Frank Ford’s battalion, 1st/4th Yorkshire Regiment served in 50th (Northumbrian) Division. He was killed on the opening day of the Battle of the Aisne, one of the major German offensives following up their successful attack on 21st March. The 50th Division held the line north-east of Rheims and Eric is buried at Vendresse British Cemetery. He came from Norfolk but lived with his wife Catherine in the Council Houses at Caddington; he was twenty eight years old.

William Hart’s battalion, 6th Northamptonshire Regiment was in the same brigade, 54th, as 2nd Bedfords. Their war diary for the end of September and beginning of October 1918 states that they were engaged in operations at Vendhuile.
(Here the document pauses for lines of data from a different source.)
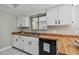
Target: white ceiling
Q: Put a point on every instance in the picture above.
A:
(22, 9)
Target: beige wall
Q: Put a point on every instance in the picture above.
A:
(7, 25)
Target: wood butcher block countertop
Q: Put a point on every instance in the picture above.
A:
(65, 42)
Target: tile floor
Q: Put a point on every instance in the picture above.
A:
(12, 51)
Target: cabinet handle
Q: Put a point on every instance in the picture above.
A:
(58, 21)
(20, 24)
(23, 40)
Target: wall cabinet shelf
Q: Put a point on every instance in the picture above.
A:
(60, 15)
(27, 44)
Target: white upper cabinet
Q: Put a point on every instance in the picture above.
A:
(42, 23)
(23, 21)
(65, 15)
(60, 15)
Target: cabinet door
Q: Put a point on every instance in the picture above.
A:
(34, 46)
(51, 16)
(31, 45)
(23, 21)
(26, 46)
(42, 23)
(65, 14)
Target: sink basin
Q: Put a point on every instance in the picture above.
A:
(76, 43)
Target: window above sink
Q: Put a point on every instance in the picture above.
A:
(39, 22)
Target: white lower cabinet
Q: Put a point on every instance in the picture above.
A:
(18, 42)
(27, 44)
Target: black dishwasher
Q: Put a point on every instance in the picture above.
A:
(47, 47)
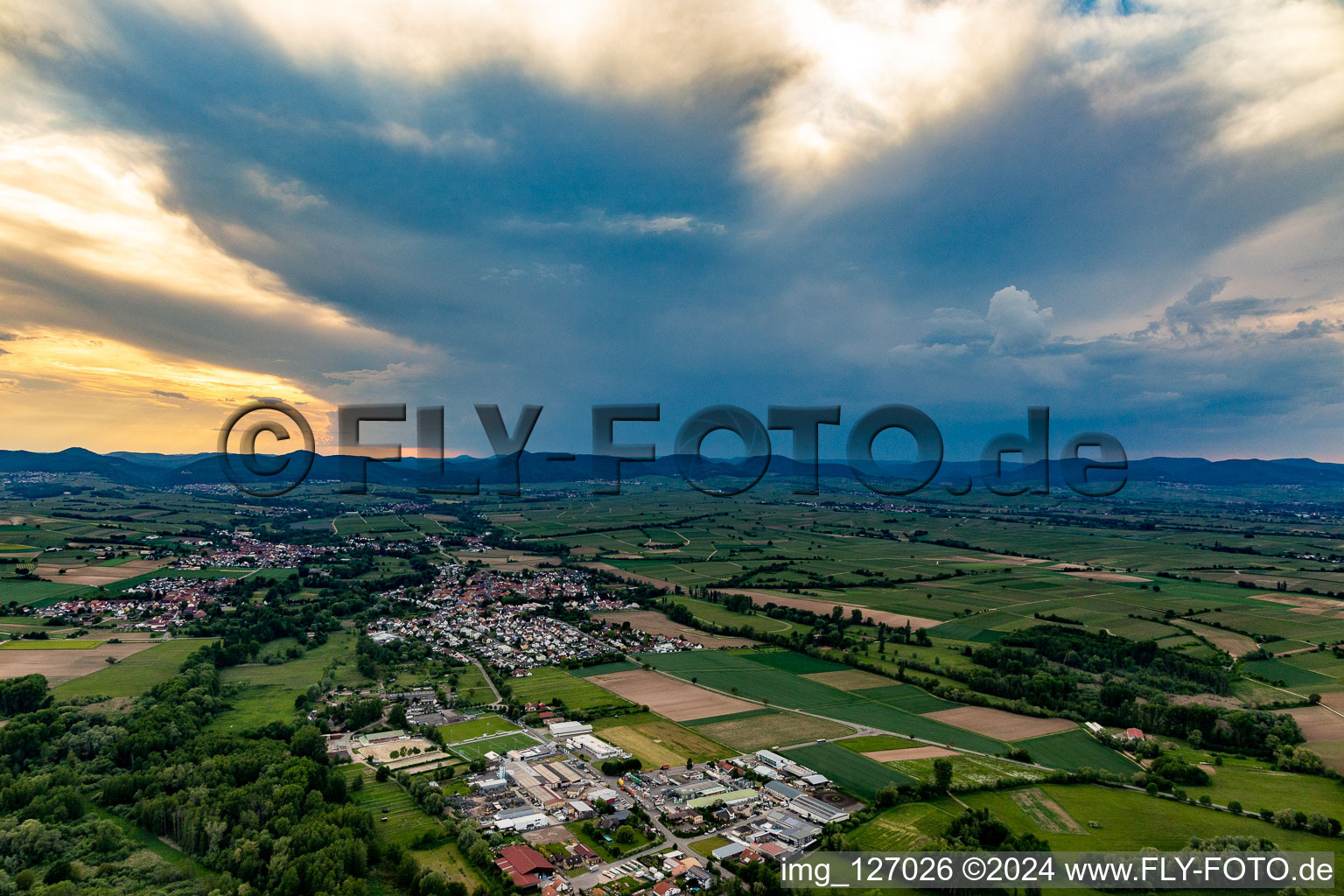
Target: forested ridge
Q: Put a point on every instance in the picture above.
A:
(261, 808)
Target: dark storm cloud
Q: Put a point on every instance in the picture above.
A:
(529, 234)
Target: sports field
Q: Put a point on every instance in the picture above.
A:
(478, 727)
(499, 743)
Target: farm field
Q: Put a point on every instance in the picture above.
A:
(268, 692)
(659, 742)
(854, 771)
(547, 685)
(906, 828)
(405, 821)
(657, 624)
(754, 677)
(996, 723)
(761, 730)
(668, 696)
(968, 773)
(446, 858)
(1285, 673)
(142, 667)
(63, 644)
(707, 845)
(1074, 750)
(1258, 788)
(1126, 820)
(606, 668)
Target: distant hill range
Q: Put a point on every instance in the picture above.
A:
(160, 471)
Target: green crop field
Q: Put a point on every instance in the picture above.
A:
(750, 731)
(550, 685)
(133, 675)
(588, 672)
(63, 644)
(269, 692)
(1074, 750)
(972, 773)
(406, 822)
(1286, 673)
(906, 697)
(1128, 820)
(854, 771)
(905, 828)
(659, 742)
(742, 673)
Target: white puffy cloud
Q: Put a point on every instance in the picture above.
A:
(1016, 323)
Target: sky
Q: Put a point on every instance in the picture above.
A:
(1130, 213)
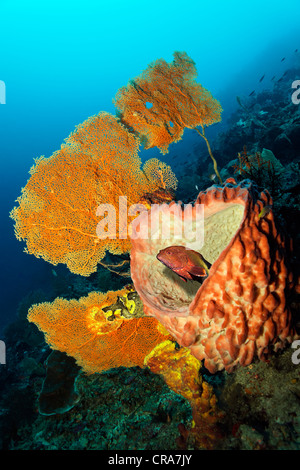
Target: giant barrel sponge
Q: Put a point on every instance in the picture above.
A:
(240, 310)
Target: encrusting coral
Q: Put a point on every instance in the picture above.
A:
(57, 211)
(240, 311)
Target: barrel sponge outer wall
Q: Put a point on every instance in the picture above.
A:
(240, 311)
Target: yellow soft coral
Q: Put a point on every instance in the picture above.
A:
(180, 370)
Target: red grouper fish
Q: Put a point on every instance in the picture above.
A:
(188, 264)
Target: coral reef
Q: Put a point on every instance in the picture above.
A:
(164, 100)
(100, 331)
(57, 211)
(181, 372)
(240, 311)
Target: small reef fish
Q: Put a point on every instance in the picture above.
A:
(188, 264)
(264, 211)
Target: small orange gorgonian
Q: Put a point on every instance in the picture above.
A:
(164, 100)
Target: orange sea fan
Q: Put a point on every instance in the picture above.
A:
(56, 213)
(165, 99)
(83, 330)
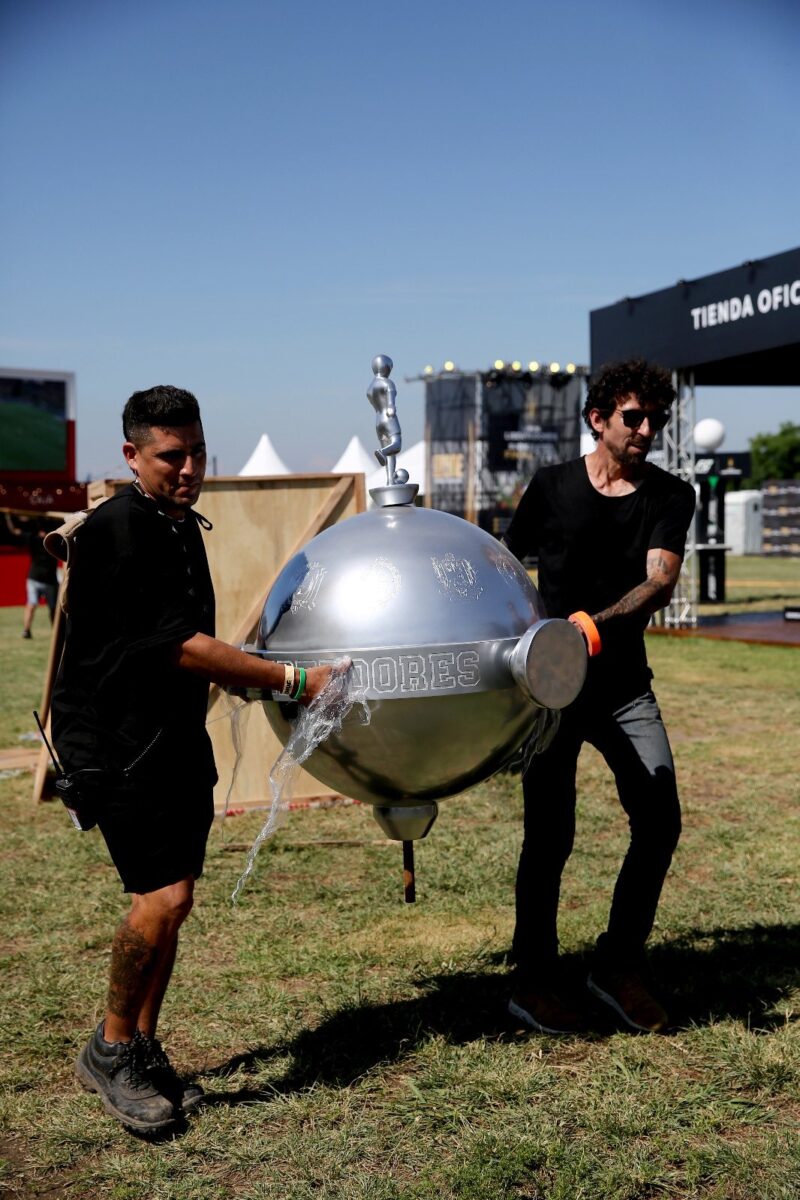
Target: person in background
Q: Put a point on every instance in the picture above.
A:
(42, 582)
(128, 723)
(609, 533)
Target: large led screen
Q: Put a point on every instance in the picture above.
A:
(32, 425)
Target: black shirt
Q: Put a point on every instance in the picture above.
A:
(138, 585)
(593, 550)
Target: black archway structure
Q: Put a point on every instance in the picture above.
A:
(739, 327)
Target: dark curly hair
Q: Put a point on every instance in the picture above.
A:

This was during the “Hundred Days” from the Battle of Amiens to the Armistice when the British and Commonwealth forces fought a succession of battles in their advance eastwards ironically ending at Mons where the first British battle of the war had taken place in August 1914. William was probably wounded at the end of September as he is buried at Saint-Sever Cemetery Extension at Rouen showing that he had been evacuated to a hospital in Normandy many miles away from the fighting. He had been born in Tottenham [Middlesex] but by the time he enlisted, at Saint Albans [Hertfordshire] his parents Thomas and Mary Ann lived at Woodside and his wife Elizabeth in Caddington. He was thirty four years old.

19483 Corporal John Matthew’s unit, 11th Field Company, Royal Engineers, was attached to 33rd Division. This took part in the Battle of Polygon Wood, part of the Third Battle of Ypres, more widely known as the Battle of Passchendaele. He is buried in Mont Huon Military Cemetery in le Treport, far from the front line so he was evidently evacuated sick but died in hospital. He was clearly a capable soldier as he had been awarded the Military Medal. He had been born in Caddington.

202793 Private John Swain had evidently been conscripted as his number is a high one. His unit, 11th Essex, was part of 6th Division and in November 1917 was involved in the initially successful but ultimately disappointing Battle of Cambrai. The day of his death was the first day of the devastatingly successful German counter-attack. Evidently John’s body was never found as he is commemorated on the Cambrai Memorial.